No comment, obviously.



Munich, Germany - an archdiocese with almost two million baptized Catholics. Seminarians in 1979: 390. Seminarians in 2015: 0. Yes, 0. Not even one.

The office of diocesan statistics - the Church in Germany is as rich in money and in organizations as it is poor in spirituality and orthodoxy - published a document comparing 1959 (the year John XIII announced he was convoking Vatican II) and 2015. The comparison is impressively pitiful.
- Priests: 7000 then vs 2015.
- Churches: 3139 vs 1200.
- Self-declared Catholics (in 1959, Bavaria was considered a historical bulwark of the faith) 99.8% of the population, therefore, almost everyone. In 2015, 48%
.

The document informs is that half of the churches that are still open and active today will close within the next five years.

The comment of the diocesan Curia: "If this downward trend continues at the same rate, the survival of the diocese can be guaranteed only for another ten years". Ecclesia fuit! (There was once a church!)

The diocese has been led for the past 10 years by that Cardinal Reinhard Marx who is listed among the progressivist bishops and in 2013 was named by the new pope to the council of cardinals who were to advise him in the governance of the universal Church [and who was also later named Chairman of the new Council for the Economy]. We are not so stupid as to ignore that the pre-agony status of the church in Munich is very much in the context of the crisis we know in the Church.

But in all sincerity, we must ask what 'advice' could possibly come for a 'renewal' of the universal Church from a cardinal diocesan archbishop who, after ten years in place, now has not a single seminarian, and who himself announces the imminent disappearance of his diocese? [NB: At the time Jospeh Ratzinger was named Archbishop of Munich in 1977, it was the second largest diocese in Europe, after Milan.]



Among my notes from recent readings,I find a small text from Joseph de Maistre which I think worthy of reflection: "If Jesus Christ were not God, then Mohammed would be considered the greatest apostle and benefactor of the human race, because he tore mankind away from its idolatry of idols, bringing mankind the purity of the one God announced by the Jews but which only Islam would have been able to spread on every continent".

Who knows if those Westerners who are against Christianity realize that to bring it down means to elevate to the highest level the religion of which Mohammed was the prophet and founder and which now terrorizes the world?
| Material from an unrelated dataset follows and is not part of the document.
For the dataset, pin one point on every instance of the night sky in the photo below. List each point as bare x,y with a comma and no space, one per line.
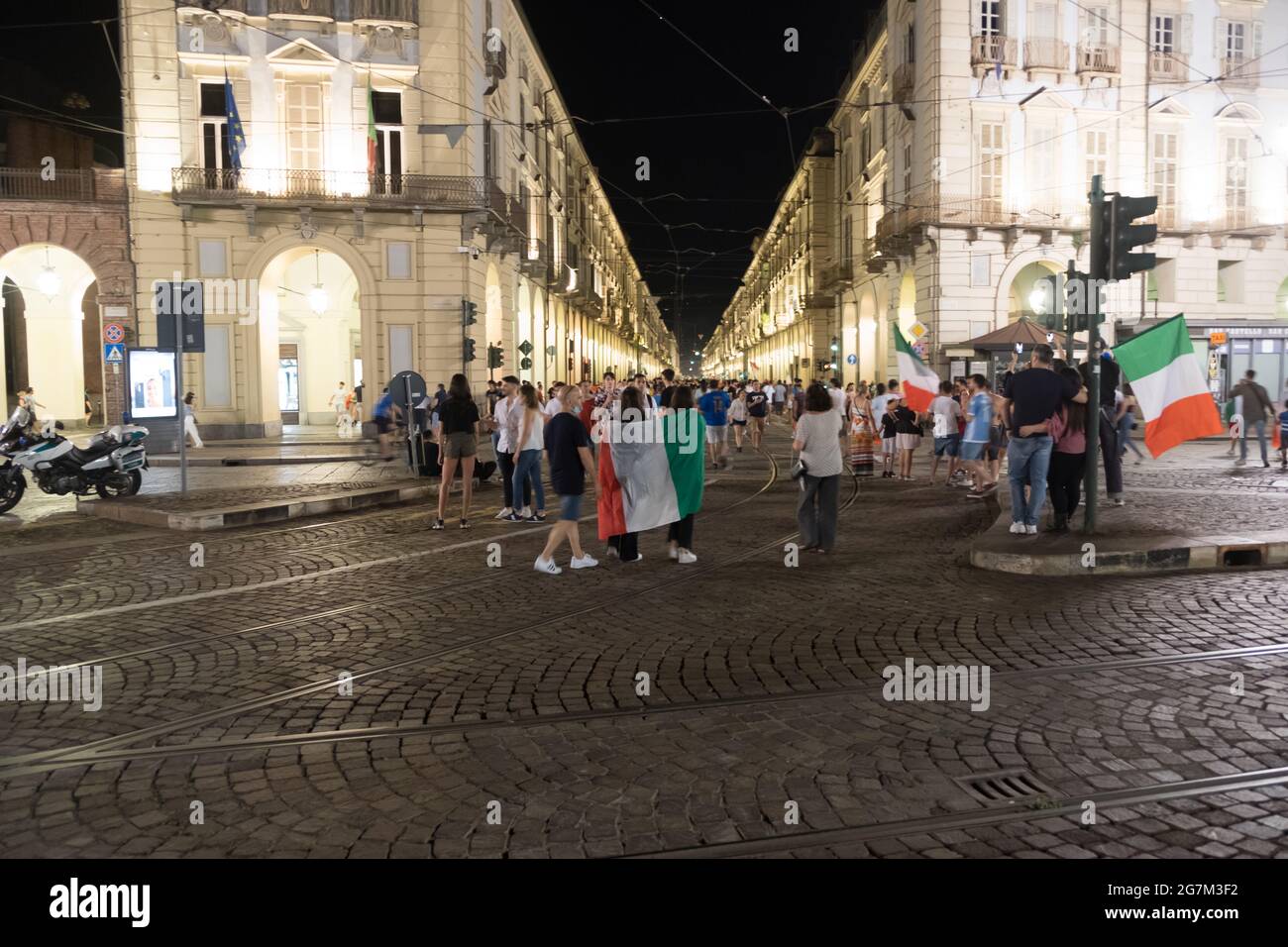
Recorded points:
629,76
Finally, in conclusion, and apropos: I am looking at the forecasts of the American agency most cited in religious sociology (Pew), and this is the situation:
- There are now 1.6 billion Muslims in the world, and constantly increasing.
- At least 20 percent of them are considered radical, who read the words of the Quran literally with its exhortations for Muslims to exterminate all infidels
.

This means there are some 320 million potential 'terrorists' as we would call them but who would consider themselves 'glorious martyrs'.

So I say with some selfishness that there are good reasons today to be happy one is old and to lament the future of our young people who will be part of the umma, the worldwide Muslim community.